When I was a child I learned that in some traditional folklore, it was believed that inside of every human there is a miniature fully formed human, a homunculus, which is the true source of human intelligence. Sort of like having an operator inside a robot.

Of course this leads to a reductio ad absurdum. If you follow this concept to its logical conclusion, then it’s homunculi all the way down.

Yet we do something vaguely analogous in software. We build software that is based on other software, and below that is still other software. Eventually you get down to the actual processing hardware, but these days that is indeed many levels down.

The fascinating responses to yesterday’s post revived an old idea that I had pondered quite a few years ago. Suppose you made a simulated world, and populated it with virtual people. Then suppose each of these people was actually a colony of virtual beings, collectively charged with keeping their uber-individual functioning.

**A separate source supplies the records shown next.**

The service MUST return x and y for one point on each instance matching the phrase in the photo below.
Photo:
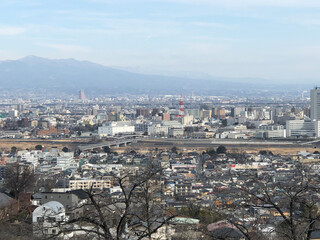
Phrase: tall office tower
(315, 103)
(81, 95)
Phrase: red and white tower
(181, 107)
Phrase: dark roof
(80, 193)
(227, 232)
(315, 234)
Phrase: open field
(22, 144)
(152, 145)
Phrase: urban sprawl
(160, 167)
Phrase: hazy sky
(276, 39)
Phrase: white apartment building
(296, 128)
(113, 128)
(315, 103)
(87, 184)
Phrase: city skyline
(268, 39)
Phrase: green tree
(18, 178)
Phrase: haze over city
(159, 119)
(273, 40)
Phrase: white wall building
(46, 219)
(113, 128)
(295, 128)
(315, 103)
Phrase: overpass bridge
(123, 141)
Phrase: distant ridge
(37, 72)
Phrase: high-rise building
(315, 103)
(81, 95)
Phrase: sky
(271, 39)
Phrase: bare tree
(289, 204)
(19, 178)
(106, 216)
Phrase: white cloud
(251, 3)
(7, 31)
(68, 48)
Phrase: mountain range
(37, 72)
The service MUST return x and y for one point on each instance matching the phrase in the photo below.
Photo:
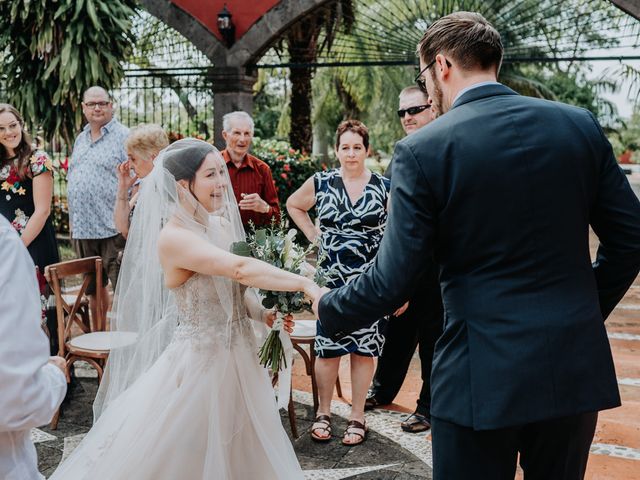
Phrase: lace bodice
(207, 320)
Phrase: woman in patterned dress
(26, 190)
(351, 205)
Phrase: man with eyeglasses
(420, 324)
(503, 190)
(92, 186)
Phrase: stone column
(232, 90)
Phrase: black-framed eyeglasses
(421, 82)
(412, 110)
(96, 104)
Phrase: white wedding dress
(204, 410)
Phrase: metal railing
(180, 99)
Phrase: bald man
(92, 186)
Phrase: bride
(188, 399)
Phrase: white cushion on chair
(70, 299)
(103, 341)
(304, 329)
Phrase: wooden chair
(304, 333)
(93, 344)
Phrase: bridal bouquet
(275, 245)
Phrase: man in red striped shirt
(251, 178)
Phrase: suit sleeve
(615, 219)
(407, 243)
(31, 388)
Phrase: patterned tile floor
(388, 453)
(391, 454)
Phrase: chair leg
(56, 416)
(54, 420)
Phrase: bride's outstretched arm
(181, 249)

Now suppose you made this recursive. It would be fascinating to implement such a system, and try to understand its properties.

Precedents abound in literature, ranging from The Thirteenth Floor to the scene with Burt Reynolds and Tony Randall in Woody Allen’s extremely loose adaptation of Everything You Always Wanted to Know About Sex * But Were Afraid to Ask.

But suppose we were to try this sort of thing for real. I suspect we would quickly learn that there are non-obvious rules to working versions of such systems.